Pós - Copenhaga

Escrevo este texto ainda antes de ter a estimulante oportunidade de participar, integrado na delegação governamental portuguesa, nos últimos dois dias da cimeira de Copenhaga. Sei que quando esta crónica for publicada no Diário do Sul já serão conhecidos os resultados da Cimeira. Penso que mesmo assim vale a pena arriscar uma reflexão antecipada. Cimeiras como esta valem muito mais pelos seus impactos no futuro do que por aquilo que se obtém de imediato. Independentemente do que na Cimeira ficar adquirido, ela ficará para sempre registada como uma marca de viragem na ordem política e económica mundial.

A sobrevivência e a imagem de um País, depende da forma como chega, bem ou mal preparado, aos seus encontros com a História. Portugal chegou bem preparado à oportunidade histórica de conceber durante a sua Presidência um novo Tratado para a União Europeia (Tratado de Lisboa) e embora com menos impacto e significado relativo, chega também bem preparado para ser um dos países de referência no desenho da ordem económica e política Pós-Copenhaga.

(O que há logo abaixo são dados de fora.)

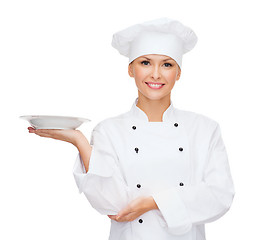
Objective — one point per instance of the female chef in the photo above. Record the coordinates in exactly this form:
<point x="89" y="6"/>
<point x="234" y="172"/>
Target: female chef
<point x="158" y="172"/>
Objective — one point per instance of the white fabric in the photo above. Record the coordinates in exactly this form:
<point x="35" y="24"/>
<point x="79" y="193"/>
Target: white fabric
<point x="160" y="36"/>
<point x="159" y="167"/>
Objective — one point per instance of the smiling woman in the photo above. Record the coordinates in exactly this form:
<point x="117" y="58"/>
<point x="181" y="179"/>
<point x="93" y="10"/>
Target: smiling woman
<point x="156" y="171"/>
<point x="157" y="72"/>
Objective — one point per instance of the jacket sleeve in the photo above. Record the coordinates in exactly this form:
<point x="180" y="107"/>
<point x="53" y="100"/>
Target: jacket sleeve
<point x="185" y="206"/>
<point x="103" y="184"/>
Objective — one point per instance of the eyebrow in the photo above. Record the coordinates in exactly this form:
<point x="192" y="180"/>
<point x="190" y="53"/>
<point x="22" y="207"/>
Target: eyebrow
<point x="162" y="60"/>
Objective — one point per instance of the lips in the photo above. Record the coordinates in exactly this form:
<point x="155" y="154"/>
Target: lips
<point x="155" y="85"/>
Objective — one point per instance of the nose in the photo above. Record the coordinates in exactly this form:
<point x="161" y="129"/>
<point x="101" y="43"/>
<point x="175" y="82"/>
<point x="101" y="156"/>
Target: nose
<point x="155" y="72"/>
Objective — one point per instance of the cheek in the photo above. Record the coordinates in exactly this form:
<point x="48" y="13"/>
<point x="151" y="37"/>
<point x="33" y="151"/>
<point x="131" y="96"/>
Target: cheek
<point x="171" y="76"/>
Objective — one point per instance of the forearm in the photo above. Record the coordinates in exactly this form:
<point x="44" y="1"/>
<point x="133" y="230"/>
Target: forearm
<point x="150" y="203"/>
<point x="84" y="149"/>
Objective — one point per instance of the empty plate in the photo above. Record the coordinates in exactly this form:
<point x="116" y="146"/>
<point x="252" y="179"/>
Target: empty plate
<point x="54" y="122"/>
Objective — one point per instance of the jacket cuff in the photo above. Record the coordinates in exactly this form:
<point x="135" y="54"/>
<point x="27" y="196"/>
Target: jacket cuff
<point x="173" y="210"/>
<point x="96" y="167"/>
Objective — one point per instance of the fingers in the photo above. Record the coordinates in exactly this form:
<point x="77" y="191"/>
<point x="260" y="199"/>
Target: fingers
<point x="42" y="132"/>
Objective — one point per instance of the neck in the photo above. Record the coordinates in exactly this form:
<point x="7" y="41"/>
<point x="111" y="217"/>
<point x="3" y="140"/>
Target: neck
<point x="154" y="109"/>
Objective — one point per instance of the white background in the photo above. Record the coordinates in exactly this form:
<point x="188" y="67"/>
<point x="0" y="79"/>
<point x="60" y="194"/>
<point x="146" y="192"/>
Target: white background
<point x="56" y="58"/>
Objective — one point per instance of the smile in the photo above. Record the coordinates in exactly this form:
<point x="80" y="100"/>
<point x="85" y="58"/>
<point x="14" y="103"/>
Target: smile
<point x="155" y="85"/>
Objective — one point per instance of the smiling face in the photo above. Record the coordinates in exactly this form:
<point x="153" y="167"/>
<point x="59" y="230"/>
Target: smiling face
<point x="155" y="75"/>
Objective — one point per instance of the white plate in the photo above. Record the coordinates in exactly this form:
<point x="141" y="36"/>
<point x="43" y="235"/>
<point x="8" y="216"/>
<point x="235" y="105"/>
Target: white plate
<point x="54" y="122"/>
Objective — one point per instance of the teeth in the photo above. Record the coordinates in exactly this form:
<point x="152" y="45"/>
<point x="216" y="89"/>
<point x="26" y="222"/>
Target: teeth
<point x="155" y="85"/>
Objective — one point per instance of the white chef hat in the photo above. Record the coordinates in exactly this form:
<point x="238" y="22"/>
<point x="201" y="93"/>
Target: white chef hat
<point x="160" y="36"/>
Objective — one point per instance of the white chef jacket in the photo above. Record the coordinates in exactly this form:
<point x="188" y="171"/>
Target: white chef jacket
<point x="181" y="162"/>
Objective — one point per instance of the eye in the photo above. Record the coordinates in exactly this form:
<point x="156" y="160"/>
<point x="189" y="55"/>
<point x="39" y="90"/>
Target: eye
<point x="167" y="65"/>
<point x="145" y="62"/>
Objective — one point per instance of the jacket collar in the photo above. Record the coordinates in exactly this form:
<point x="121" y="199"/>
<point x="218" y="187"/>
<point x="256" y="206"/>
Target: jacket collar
<point x="168" y="115"/>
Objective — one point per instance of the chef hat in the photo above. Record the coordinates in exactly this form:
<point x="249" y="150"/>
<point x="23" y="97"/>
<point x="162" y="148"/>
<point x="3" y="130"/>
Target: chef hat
<point x="160" y="36"/>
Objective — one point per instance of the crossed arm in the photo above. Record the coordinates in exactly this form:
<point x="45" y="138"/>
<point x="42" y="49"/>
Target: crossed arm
<point x="134" y="209"/>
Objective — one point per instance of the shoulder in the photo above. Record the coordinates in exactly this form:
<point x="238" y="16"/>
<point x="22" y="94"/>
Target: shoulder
<point x="194" y="120"/>
<point x="111" y="122"/>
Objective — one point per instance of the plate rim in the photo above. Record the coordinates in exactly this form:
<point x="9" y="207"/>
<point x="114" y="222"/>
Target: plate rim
<point x="28" y="117"/>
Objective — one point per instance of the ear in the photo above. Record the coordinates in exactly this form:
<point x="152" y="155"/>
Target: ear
<point x="179" y="74"/>
<point x="130" y="70"/>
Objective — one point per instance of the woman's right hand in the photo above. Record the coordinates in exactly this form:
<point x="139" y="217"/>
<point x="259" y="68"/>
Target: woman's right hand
<point x="67" y="135"/>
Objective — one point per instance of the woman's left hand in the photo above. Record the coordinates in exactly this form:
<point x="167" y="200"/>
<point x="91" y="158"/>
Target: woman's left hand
<point x="134" y="209"/>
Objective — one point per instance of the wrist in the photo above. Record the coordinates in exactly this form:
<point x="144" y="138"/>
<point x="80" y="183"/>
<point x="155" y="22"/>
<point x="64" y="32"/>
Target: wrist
<point x="79" y="140"/>
<point x="150" y="203"/>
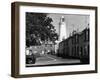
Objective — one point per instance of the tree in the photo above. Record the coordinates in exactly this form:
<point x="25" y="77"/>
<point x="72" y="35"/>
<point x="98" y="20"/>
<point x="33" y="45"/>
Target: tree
<point x="39" y="29"/>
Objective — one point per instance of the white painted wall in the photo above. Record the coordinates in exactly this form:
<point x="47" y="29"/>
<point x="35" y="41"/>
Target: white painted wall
<point x="5" y="40"/>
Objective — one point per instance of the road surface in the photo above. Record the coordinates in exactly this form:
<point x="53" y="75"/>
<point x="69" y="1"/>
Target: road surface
<point x="48" y="59"/>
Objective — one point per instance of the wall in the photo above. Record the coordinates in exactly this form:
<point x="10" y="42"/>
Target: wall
<point x="5" y="40"/>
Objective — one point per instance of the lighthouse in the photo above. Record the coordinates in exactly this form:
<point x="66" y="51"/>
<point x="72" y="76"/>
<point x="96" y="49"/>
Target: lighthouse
<point x="62" y="29"/>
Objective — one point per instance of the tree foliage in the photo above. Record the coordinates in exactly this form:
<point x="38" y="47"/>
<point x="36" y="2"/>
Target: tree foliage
<point x="39" y="28"/>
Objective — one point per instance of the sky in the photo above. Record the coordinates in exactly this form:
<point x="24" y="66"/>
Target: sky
<point x="72" y="21"/>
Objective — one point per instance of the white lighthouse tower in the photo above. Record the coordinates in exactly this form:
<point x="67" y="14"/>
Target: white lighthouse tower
<point x="62" y="29"/>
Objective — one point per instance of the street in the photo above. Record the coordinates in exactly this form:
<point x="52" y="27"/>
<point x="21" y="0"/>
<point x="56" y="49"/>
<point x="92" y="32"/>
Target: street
<point x="48" y="59"/>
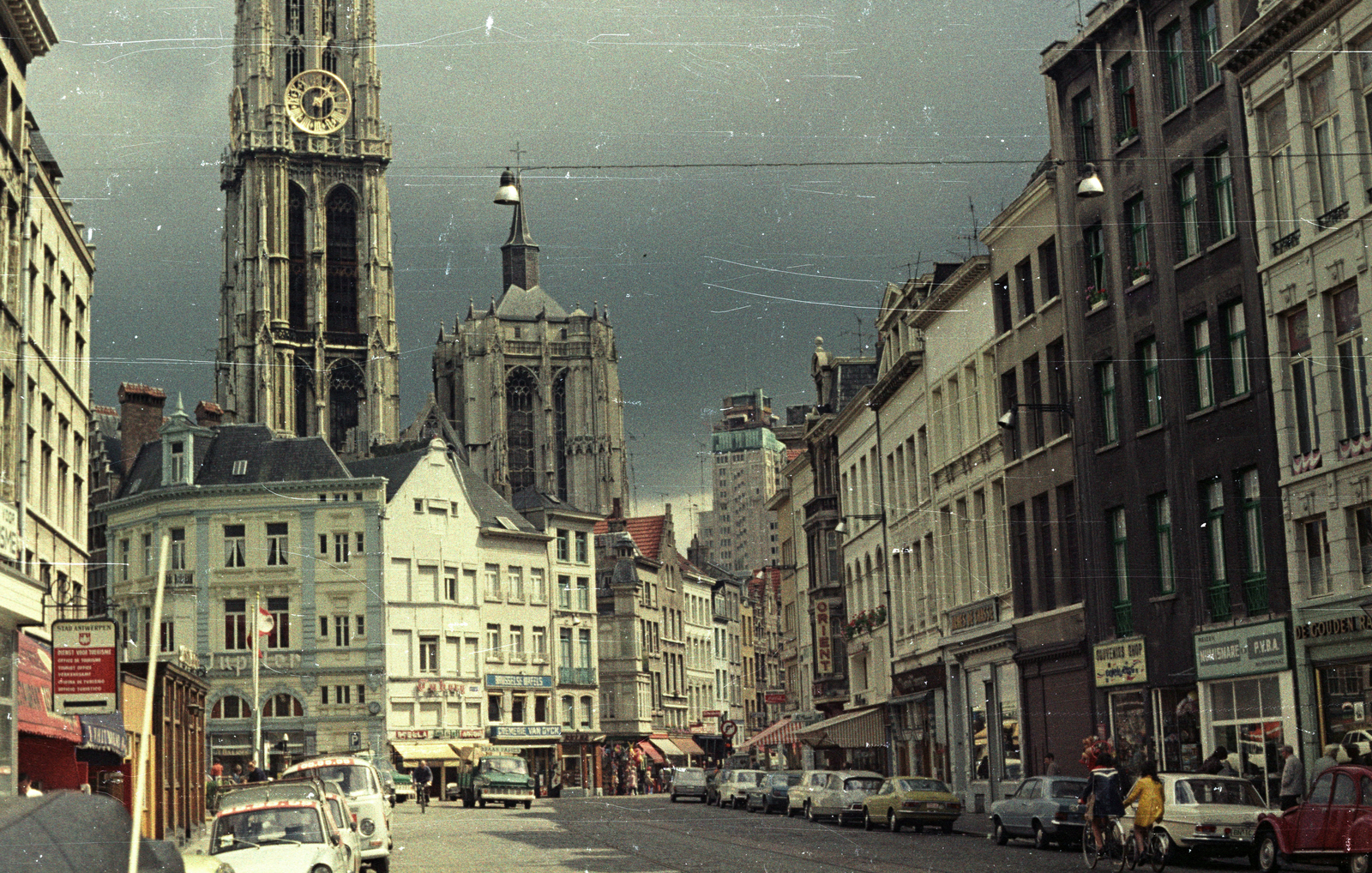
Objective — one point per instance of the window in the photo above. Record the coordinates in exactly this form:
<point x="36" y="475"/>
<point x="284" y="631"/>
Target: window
<point x="1221" y="192"/>
<point x="1095" y="249"/>
<point x="1328" y="161"/>
<point x="1202" y="375"/>
<point x="1127" y="99"/>
<point x="1163" y="543"/>
<point x="1188" y="240"/>
<point x="1303" y="382"/>
<point x="1152" y="382"/>
<point x="429" y="653"/>
<point x="1212" y="507"/>
<point x="1084" y="120"/>
<point x="1109" y="402"/>
<point x="235" y="545"/>
<point x="278" y="534"/>
<point x="237" y="623"/>
<point x="1175" y="68"/>
<point x="1207" y="24"/>
<point x="1353" y="376"/>
<point x="1238" y="340"/>
<point x="1317" y="555"/>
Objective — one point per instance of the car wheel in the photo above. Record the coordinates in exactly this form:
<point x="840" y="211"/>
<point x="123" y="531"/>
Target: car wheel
<point x="1269" y="854"/>
<point x="999" y="832"/>
<point x="1040" y="836"/>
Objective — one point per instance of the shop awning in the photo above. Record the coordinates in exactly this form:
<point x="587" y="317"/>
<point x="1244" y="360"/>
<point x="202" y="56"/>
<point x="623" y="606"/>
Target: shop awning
<point x="415" y="752"/>
<point x="103" y="740"/>
<point x="652" y="752"/>
<point x="779" y="733"/>
<point x="858" y="729"/>
<point x="667" y="745"/>
<point x="34" y="696"/>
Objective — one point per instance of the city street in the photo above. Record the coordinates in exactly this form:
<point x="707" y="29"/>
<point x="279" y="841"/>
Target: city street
<point x="651" y="834"/>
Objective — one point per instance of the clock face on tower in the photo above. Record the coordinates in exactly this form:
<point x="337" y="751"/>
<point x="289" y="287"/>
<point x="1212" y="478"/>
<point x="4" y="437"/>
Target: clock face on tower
<point x="317" y="102"/>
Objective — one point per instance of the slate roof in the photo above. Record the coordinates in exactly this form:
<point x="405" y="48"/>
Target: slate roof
<point x="647" y="533"/>
<point x="269" y="459"/>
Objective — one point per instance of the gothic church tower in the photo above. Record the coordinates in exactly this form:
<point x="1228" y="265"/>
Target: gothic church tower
<point x="533" y="391"/>
<point x="308" y="306"/>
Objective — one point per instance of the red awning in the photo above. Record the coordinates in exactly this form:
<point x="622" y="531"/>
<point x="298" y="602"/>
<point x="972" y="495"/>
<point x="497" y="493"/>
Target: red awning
<point x="34" y="696"/>
<point x="651" y="751"/>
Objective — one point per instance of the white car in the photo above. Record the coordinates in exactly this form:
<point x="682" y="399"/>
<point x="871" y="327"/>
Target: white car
<point x="1212" y="816"/>
<point x="361" y="784"/>
<point x="279" y="836"/>
<point x="841" y="797"/>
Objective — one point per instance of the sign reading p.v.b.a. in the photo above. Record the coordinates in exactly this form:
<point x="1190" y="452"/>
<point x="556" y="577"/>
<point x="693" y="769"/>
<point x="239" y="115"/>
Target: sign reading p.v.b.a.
<point x="86" y="667"/>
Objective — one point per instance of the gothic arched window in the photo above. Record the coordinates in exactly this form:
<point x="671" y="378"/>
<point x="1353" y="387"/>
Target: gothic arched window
<point x="340" y="212"/>
<point x="519" y="427"/>
<point x="298" y="304"/>
<point x="347" y="388"/>
<point x="560" y="431"/>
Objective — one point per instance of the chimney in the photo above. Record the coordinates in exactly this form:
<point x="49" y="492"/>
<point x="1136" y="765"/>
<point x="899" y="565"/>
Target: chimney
<point x="209" y="413"/>
<point x="141" y="416"/>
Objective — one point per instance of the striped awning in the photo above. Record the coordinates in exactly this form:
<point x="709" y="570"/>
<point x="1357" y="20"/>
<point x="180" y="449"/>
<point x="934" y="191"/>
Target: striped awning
<point x="858" y="729"/>
<point x="779" y="733"/>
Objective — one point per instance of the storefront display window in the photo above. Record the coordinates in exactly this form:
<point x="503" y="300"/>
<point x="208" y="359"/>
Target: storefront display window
<point x="1248" y="721"/>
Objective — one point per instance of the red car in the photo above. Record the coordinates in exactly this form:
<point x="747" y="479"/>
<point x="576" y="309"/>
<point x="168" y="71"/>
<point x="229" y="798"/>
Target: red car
<point x="1333" y="827"/>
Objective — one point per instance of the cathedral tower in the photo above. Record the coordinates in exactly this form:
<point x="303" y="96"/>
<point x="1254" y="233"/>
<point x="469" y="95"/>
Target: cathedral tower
<point x="533" y="391"/>
<point x="308" y="306"/>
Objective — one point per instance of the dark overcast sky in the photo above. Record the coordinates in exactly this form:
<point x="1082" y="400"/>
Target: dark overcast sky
<point x="718" y="279"/>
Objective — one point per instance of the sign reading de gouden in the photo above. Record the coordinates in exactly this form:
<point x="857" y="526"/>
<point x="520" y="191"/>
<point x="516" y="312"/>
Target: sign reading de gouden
<point x="1122" y="662"/>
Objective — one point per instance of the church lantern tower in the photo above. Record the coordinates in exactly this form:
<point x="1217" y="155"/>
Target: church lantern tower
<point x="533" y="390"/>
<point x="308" y="340"/>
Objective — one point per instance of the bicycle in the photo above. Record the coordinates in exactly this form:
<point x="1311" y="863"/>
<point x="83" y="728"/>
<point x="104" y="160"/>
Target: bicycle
<point x="1113" y="850"/>
<point x="1154" y="850"/>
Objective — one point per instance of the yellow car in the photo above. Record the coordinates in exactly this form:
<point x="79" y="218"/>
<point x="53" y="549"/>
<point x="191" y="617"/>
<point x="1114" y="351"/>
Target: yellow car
<point x="912" y="800"/>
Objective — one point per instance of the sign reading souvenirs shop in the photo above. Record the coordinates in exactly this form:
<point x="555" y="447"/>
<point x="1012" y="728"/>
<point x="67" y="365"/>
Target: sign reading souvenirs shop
<point x="1242" y="651"/>
<point x="497" y="680"/>
<point x="1122" y="662"/>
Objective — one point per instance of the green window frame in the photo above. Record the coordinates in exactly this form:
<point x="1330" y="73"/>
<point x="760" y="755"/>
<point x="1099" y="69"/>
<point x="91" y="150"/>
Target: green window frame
<point x="1175" y="68"/>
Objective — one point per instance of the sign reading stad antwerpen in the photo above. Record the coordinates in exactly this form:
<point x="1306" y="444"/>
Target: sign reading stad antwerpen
<point x="86" y="667"/>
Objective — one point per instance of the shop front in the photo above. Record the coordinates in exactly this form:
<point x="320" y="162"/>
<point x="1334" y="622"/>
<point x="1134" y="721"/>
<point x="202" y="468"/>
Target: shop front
<point x="1334" y="656"/>
<point x="1246" y="703"/>
<point x="918" y="735"/>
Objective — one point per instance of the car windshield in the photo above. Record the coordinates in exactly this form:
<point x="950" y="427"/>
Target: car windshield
<point x="274" y="825"/>
<point x="1234" y="792"/>
<point x="504" y="765"/>
<point x="862" y="783"/>
<point x="921" y="786"/>
<point x="1068" y="788"/>
<point x="353" y="779"/>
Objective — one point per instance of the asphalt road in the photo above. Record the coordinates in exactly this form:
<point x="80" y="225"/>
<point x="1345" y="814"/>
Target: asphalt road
<point x="652" y="834"/>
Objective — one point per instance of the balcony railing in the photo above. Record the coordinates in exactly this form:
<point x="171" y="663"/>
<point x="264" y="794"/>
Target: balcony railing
<point x="576" y="676"/>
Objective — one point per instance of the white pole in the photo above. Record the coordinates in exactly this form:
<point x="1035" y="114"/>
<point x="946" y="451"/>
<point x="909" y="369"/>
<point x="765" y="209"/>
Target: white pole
<point x="141" y="786"/>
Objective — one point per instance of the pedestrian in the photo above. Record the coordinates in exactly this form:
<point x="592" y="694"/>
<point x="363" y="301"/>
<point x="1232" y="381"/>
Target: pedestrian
<point x="1293" y="779"/>
<point x="1328" y="759"/>
<point x="1050" y="765"/>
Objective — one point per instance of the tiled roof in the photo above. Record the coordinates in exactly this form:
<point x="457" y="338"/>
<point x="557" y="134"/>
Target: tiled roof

De facto em Copenhaga discute-se antes de mais a forma de combater o aquecimento global e as alterações climáticas, mas subjacente a esse debate está o desenho de novos modelos sustentáveis de organização económica que permitam dar resposta aos anseios de crescimento e emprego que todos os povos partilham.

Portugal está em Copenhaga apoiado em resultados e metas de grande ambição, quer na inclusão de energias limpas no seu pacote de consumo energético, quer na criação de oportunidades de emprego e desenvolvimento industrial associados a essa perspectiva. No horizonte de 2015 as energias renováveis mobilizarão um investimento global superior a 15 000 milhões de Euros em Portugal e criarão mais de 23 000 oportunidades de emprego. Somos já hoje um dos países com maior incorporação de energias renováveis na electricidade que consome (mais de 40%) e em 2020, 31% de toda a energia e 60% da electricidade consumida terão essa origem. Por outro lado, as fortes políticas de eficiência energética em curso, como o Programa Solar Térmico ou os Programas de colocação de lâmpadas eficientes permitirão que continuemos a crescer economicamente aumentando 20% até 2020 a eficiência no consumo de energia. Acresce que Portugal é pioneiro em domínios de grande futuro como as redes de mobilidade eléctrica, permitindo reduzir substancialmente os consumos de combustíveis fósseis e as emissões daí decorrentes no sector dos transportes.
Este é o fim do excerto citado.